Community transmission or spread of SARS-CoV-2 is said to happen when the source of the contagion is not known. That is, when one is unable to trace an infection back to a carrier who has travelled in an affected area, or through contact with a person who has the disease.

A state of community spread implies that the virus is now circulating in the community. The virus could infect people with no history, either of travelling in the affected areas, or contact with affected people. At this stage, it is theoretically possible for everyone to catch the infection.

Although the data is patchy, the three seroprevalence survey reports from around the country has deepened the understanding of spreading of the SARS-CoV-2 pandemic in India.

While the three nationwide seroprevalence data is in general, a more reliable indicator of disease spread than case data, it is not free of problems. More analysis needs to be done on the antibody responses. It is also possible that some tests become less sensitive to old infections over a period of time. Ideally, it should always be checked if serosurvey conclusions are consistent with other pandemic data. It should also be checked whether the results could be affected by how a population was sampled or the timing of the survey.

The information in the sero surveys may be incomplete, inaccurate or misreported due to various reasons. It would be more authentic if the survey reports are accompanied with technical reports as well.
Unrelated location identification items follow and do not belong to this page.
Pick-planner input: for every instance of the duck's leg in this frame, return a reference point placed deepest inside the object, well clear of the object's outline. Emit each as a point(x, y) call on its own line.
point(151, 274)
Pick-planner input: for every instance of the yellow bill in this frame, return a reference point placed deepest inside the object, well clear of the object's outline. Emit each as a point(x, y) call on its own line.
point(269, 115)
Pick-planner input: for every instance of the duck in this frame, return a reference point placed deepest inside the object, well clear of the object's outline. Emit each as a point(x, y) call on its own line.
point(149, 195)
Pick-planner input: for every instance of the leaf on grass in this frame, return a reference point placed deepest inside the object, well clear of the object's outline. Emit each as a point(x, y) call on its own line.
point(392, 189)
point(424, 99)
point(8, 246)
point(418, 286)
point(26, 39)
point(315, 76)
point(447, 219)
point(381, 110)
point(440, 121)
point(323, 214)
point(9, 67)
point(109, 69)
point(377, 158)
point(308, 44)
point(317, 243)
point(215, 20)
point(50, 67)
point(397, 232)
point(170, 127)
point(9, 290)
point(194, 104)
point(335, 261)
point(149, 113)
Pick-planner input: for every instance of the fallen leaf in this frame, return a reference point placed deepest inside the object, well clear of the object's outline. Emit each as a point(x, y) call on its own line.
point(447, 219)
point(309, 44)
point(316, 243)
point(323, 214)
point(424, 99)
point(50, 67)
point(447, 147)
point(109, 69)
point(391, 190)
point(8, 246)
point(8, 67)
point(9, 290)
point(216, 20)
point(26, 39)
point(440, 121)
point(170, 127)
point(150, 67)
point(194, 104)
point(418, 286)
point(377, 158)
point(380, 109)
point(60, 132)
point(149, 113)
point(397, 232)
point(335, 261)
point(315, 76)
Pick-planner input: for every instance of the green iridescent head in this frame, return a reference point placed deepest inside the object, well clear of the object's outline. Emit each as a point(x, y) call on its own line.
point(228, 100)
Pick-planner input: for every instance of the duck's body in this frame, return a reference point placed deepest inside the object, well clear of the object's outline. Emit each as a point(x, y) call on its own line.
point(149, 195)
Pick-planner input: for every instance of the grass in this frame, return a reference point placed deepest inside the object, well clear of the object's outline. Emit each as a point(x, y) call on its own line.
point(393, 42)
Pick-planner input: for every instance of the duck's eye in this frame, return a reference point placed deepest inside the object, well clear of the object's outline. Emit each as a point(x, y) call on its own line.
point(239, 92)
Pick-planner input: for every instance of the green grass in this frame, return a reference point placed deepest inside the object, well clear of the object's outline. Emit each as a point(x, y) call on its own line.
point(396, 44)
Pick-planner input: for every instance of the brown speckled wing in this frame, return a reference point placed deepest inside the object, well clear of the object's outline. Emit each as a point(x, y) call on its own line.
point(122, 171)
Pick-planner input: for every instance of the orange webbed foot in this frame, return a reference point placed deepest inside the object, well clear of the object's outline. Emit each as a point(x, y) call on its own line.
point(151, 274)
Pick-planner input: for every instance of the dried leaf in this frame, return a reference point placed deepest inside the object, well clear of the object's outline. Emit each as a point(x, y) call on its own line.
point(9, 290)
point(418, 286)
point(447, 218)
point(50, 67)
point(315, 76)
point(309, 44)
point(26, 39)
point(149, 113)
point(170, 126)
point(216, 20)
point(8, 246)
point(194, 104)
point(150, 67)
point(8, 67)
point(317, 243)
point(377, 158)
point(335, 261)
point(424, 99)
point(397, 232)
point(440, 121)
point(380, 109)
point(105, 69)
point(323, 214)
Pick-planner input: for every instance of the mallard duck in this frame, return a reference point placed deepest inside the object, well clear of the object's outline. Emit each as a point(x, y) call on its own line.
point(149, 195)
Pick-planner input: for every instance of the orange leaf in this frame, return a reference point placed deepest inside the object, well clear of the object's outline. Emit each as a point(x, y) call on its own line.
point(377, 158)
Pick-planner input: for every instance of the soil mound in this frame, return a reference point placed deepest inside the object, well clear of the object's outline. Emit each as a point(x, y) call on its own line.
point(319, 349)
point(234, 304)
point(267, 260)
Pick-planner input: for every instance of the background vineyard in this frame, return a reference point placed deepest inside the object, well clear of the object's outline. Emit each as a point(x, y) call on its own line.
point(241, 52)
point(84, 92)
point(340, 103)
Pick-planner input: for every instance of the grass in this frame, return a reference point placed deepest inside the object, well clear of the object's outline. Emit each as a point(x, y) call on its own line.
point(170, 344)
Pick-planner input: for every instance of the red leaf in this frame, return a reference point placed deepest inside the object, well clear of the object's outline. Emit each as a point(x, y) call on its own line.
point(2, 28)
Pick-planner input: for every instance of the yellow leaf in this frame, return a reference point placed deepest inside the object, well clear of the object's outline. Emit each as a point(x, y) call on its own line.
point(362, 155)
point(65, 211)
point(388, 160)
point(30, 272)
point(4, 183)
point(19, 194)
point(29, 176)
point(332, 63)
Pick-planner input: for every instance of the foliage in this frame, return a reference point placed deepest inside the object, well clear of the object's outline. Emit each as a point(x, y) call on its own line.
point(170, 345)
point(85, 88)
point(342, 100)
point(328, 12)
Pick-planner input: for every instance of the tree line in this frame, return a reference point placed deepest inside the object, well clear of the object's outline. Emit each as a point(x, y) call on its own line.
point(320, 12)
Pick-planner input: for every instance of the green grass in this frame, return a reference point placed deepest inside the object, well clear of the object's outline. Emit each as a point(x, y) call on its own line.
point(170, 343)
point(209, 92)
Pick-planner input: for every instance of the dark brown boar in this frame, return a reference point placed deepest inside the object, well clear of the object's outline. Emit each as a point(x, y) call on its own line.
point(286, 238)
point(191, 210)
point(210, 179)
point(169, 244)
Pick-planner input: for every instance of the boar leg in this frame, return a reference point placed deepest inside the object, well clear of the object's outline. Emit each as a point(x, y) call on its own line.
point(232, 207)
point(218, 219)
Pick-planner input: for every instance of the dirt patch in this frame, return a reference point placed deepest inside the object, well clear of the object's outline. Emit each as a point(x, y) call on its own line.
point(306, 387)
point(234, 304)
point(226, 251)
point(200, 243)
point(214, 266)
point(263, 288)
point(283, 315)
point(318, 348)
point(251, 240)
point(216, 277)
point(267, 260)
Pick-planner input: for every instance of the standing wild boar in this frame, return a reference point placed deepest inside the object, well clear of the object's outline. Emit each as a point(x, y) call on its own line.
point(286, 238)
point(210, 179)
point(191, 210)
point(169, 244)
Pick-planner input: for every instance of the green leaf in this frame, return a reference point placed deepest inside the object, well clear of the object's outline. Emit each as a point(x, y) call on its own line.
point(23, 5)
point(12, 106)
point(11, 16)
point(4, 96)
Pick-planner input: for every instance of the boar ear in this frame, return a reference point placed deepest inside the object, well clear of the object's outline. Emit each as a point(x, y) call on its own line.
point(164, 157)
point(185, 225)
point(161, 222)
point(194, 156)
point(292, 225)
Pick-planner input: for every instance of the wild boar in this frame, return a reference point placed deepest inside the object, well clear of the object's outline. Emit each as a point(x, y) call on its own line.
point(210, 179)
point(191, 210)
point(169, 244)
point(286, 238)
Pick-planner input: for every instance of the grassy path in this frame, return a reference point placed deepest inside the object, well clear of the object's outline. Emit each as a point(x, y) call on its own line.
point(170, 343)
Is SARS-CoV-2 on the Decline in India

Though the overall infection in the country is showing a declining trend, however, in some of the states, it is still on the surge. The fatality rate, too, has reduced considerably. If effective mitigation continues to play an important role in keeping infections low, the country could still be far from herd immunity. If there is a pause or slowdown in the mitigation then there can be a significant new upswing in the infections.

Herd Immunity

Herd immunity is a stage of any epidemic in which some members of a population group remain protected from infection. This may be because a majority of those around them have already developed immunity, either through vaccination or because they have been infected earlier. This is an important area of research and would vary according to the community. However, scientists caution against herd immunity calculations as presently it maybe inconclusive.
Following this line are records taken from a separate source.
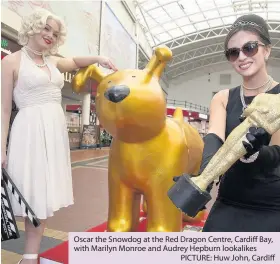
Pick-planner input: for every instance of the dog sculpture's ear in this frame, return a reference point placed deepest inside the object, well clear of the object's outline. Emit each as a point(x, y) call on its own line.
point(81, 77)
point(158, 62)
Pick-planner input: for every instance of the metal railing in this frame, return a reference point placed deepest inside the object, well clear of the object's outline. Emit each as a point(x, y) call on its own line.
point(188, 105)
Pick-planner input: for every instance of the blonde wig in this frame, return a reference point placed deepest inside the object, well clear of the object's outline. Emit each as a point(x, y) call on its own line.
point(35, 23)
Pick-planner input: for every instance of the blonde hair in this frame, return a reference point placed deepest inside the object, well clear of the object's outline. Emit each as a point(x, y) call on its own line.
point(35, 22)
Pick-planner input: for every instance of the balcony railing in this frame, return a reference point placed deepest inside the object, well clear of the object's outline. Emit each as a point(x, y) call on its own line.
point(188, 105)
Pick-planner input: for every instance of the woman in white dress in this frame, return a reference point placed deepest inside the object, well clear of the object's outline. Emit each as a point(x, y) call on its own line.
point(38, 156)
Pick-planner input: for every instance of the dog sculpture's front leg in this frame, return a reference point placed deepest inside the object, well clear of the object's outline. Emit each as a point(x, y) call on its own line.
point(162, 215)
point(124, 203)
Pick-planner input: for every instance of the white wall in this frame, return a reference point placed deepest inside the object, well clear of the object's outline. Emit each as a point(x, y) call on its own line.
point(199, 88)
point(82, 19)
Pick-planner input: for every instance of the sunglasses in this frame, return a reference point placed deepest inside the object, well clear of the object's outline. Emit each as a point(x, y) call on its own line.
point(250, 49)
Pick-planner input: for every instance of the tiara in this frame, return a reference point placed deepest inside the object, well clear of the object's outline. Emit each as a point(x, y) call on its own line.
point(244, 23)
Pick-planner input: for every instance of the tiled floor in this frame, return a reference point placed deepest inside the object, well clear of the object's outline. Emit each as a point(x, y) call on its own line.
point(90, 209)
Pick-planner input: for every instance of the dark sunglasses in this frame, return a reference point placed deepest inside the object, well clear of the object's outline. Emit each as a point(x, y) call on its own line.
point(249, 49)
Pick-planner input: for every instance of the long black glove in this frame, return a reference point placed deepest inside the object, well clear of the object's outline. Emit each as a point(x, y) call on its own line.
point(212, 144)
point(257, 138)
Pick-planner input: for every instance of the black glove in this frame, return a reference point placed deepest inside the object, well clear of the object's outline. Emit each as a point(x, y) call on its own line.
point(208, 189)
point(257, 138)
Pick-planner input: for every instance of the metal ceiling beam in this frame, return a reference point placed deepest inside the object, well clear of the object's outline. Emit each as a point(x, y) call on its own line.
point(239, 7)
point(274, 27)
point(207, 50)
point(196, 65)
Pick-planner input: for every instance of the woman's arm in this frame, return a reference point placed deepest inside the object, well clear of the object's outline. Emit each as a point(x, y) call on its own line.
point(7, 81)
point(75, 63)
point(217, 121)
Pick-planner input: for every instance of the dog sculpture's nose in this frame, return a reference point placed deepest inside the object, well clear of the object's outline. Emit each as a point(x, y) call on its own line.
point(117, 93)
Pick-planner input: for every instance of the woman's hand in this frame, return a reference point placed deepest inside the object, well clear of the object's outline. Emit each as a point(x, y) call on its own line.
point(3, 159)
point(106, 63)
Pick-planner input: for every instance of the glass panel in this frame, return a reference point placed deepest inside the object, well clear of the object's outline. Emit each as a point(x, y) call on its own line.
point(273, 16)
point(163, 37)
point(211, 14)
point(206, 5)
point(226, 10)
point(190, 6)
point(157, 30)
point(188, 29)
point(163, 19)
point(215, 22)
point(169, 26)
point(183, 21)
point(176, 33)
point(202, 26)
point(149, 5)
point(196, 18)
point(155, 13)
point(229, 20)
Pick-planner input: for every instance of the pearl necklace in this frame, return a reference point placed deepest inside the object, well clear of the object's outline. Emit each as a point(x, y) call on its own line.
point(38, 65)
point(33, 51)
point(267, 86)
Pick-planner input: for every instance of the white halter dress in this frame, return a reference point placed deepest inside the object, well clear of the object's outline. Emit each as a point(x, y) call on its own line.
point(38, 153)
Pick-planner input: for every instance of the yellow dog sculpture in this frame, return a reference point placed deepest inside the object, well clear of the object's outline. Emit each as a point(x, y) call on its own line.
point(148, 149)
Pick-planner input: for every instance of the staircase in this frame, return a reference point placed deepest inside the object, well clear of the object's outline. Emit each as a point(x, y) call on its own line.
point(188, 106)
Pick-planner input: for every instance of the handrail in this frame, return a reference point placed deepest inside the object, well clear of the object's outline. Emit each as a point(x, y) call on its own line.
point(188, 105)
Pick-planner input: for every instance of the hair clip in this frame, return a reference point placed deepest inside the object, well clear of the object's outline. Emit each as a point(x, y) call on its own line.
point(244, 23)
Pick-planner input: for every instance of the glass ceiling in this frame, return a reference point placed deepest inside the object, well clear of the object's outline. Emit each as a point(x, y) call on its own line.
point(165, 20)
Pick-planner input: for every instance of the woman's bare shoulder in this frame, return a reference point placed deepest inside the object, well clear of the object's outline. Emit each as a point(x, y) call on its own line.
point(12, 59)
point(221, 96)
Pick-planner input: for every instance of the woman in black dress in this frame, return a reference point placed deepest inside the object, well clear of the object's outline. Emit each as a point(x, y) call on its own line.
point(249, 193)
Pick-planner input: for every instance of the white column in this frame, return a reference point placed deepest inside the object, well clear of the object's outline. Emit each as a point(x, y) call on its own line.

Is India on the Threshold of Herd Immunity: With most early spread occurring in cities and additionally better surveillance in cities, the nationwide statistics for the early cases and deaths due to SARS-CoV-2 was predominantly urban data. It is this urban data on which national estimates are being calculated. Perhaps, if the government had been able to adequately disentangle rural data from the total, then it would have found that rural spread is naturally slower. It has been witnessed that cities were surging after high levels of infection. Even the natural speed at which the disease spreads in rural areas is probably highly variable given different patterns of rural development. Moreover, mitigation is almost certainly still playing a part in limiting transmission in some parts of the country, at least.
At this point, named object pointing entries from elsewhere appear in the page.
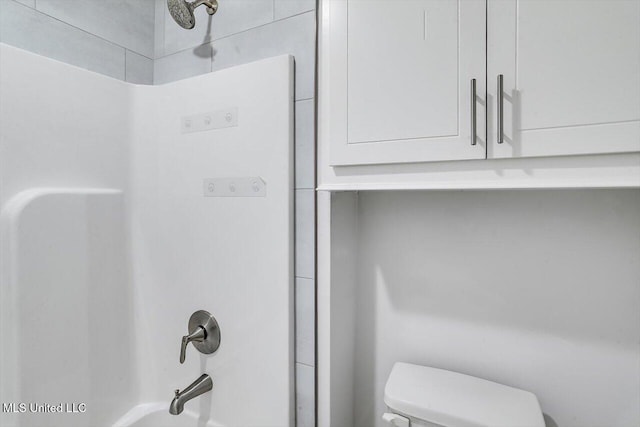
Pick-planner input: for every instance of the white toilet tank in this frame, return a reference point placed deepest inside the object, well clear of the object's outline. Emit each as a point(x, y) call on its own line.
point(420, 396)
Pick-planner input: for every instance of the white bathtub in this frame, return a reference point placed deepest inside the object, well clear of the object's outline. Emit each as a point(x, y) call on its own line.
point(157, 414)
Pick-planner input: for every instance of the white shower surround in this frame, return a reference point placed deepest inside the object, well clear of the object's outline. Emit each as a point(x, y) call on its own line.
point(76, 135)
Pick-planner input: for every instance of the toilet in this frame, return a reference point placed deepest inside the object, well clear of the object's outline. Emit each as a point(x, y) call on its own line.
point(420, 396)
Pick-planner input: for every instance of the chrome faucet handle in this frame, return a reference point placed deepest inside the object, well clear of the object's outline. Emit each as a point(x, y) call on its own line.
point(204, 333)
point(198, 335)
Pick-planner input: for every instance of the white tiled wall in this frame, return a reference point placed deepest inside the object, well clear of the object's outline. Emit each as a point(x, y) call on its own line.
point(109, 37)
point(137, 41)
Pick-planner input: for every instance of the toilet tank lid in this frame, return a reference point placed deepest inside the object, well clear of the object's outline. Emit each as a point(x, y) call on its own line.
point(457, 400)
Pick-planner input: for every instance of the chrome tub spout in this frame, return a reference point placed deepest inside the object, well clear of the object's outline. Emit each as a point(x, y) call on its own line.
point(198, 387)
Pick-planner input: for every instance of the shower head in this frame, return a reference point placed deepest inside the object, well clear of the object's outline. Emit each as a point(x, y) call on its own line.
point(182, 11)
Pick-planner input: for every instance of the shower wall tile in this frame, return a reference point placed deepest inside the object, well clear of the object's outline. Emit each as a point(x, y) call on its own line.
point(305, 144)
point(139, 69)
point(188, 63)
point(294, 36)
point(305, 321)
point(30, 3)
point(305, 233)
point(286, 8)
point(233, 16)
point(158, 28)
point(128, 23)
point(28, 29)
point(305, 397)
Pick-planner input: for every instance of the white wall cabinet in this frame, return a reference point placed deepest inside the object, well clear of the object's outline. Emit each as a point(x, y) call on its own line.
point(400, 80)
point(571, 76)
point(395, 86)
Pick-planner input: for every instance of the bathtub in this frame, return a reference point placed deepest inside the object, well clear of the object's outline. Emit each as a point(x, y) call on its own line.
point(157, 414)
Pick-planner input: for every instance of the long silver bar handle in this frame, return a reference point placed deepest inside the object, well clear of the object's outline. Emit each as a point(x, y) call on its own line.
point(500, 110)
point(473, 111)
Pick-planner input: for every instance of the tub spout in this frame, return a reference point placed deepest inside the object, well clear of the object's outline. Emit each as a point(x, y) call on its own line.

To safely achieve herd immunity against SARS-CoV-2, a substantial proportion of a population would require successful vaccination, lowering the overall amount of virus able to spread in the entire population. Vaccines train our immune systems to create proteins that fight the disease and vaccinated people are protected from getting the disease and passing on the pathogens, breaking any chains of transmission.

With the current vaccination drive, started by the Government of India, herd immunity against SARS-CoV-2 should be achieved by protecting people through vaccination.